Since most residents are seniors, Minto is liberally interpreting the strings attached to the gift. “It’s not black and white,” says Flewitt. “There’s a bit of a grey area in there.” Flewitt says the money (administered by the Vancouver Foundation) could pay for new flooring in the town hall, which would benefit youth who play there, among others. Minto could also build its first pool, an age-inclusive fixture.

Behind the spending spree, the donors remain unknown. Lloyd Campbell moved out of town when he was 10 years old and went on to make millions as a developer in Vancouver and Palm Springs. “I lived in Minto all my life and never met them,” says Joye, whose father, Cyril, grew up down the road from the Campbells. “He was our buddy,” says Cyril. But after the family left, Cyril says, “they disappeared.”

Although Lloyd didn’t visit Minto, his loyalty to the town may be explained through long family roots. Lloyd’s great-great-grandfather arrived in Minto in 1846 from Ireland, according to a history book compiled by Minto locals. The grandfather was struck by lightning but was fortunately survived by his wife and children (as well as the cow and chicken that were with him beneath the bolt). The family’s homestead became known as “the Campbell corner,” a refuge for storm stayed travellers. The house was demolished in 1978, but the limestone steps are still on the site.

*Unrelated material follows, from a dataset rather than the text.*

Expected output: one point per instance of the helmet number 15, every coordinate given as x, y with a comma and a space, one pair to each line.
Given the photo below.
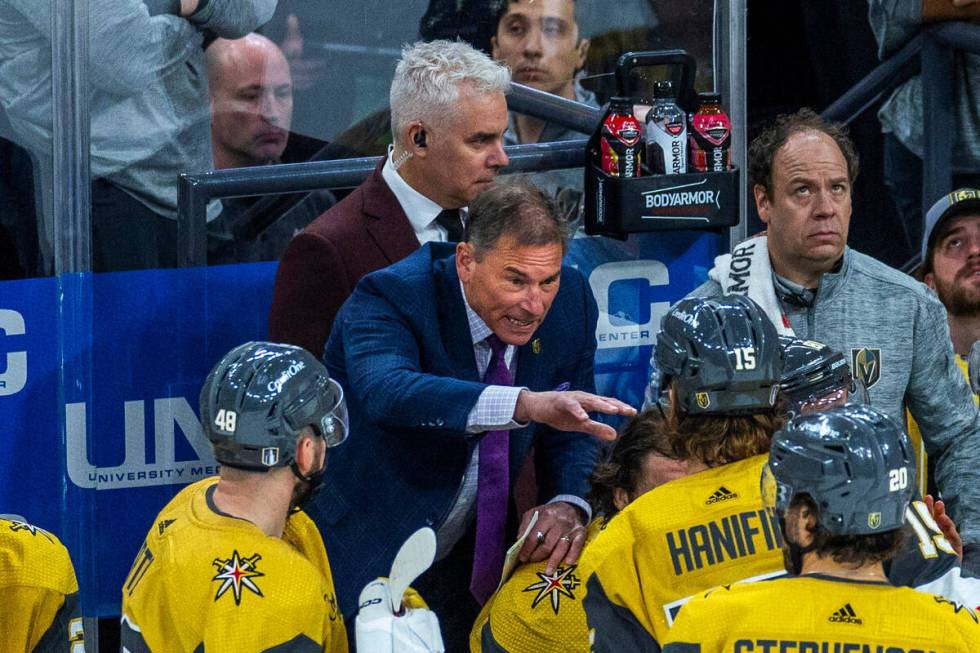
744, 358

Minto now has seven businesses, including an agricultural research lab and a food market that triples as the liquor store and post office. The gift could help Minto grow its population, which hovers around 225 (although growth would demand an overhaul of the septic system—Flewitt says, “how much it’s able to sustain is maybe questionable at this time.”) New complexes and sports funding might attract families; right now, the hockey team hopes for new jerseys, but in the long term, it can hope for subs.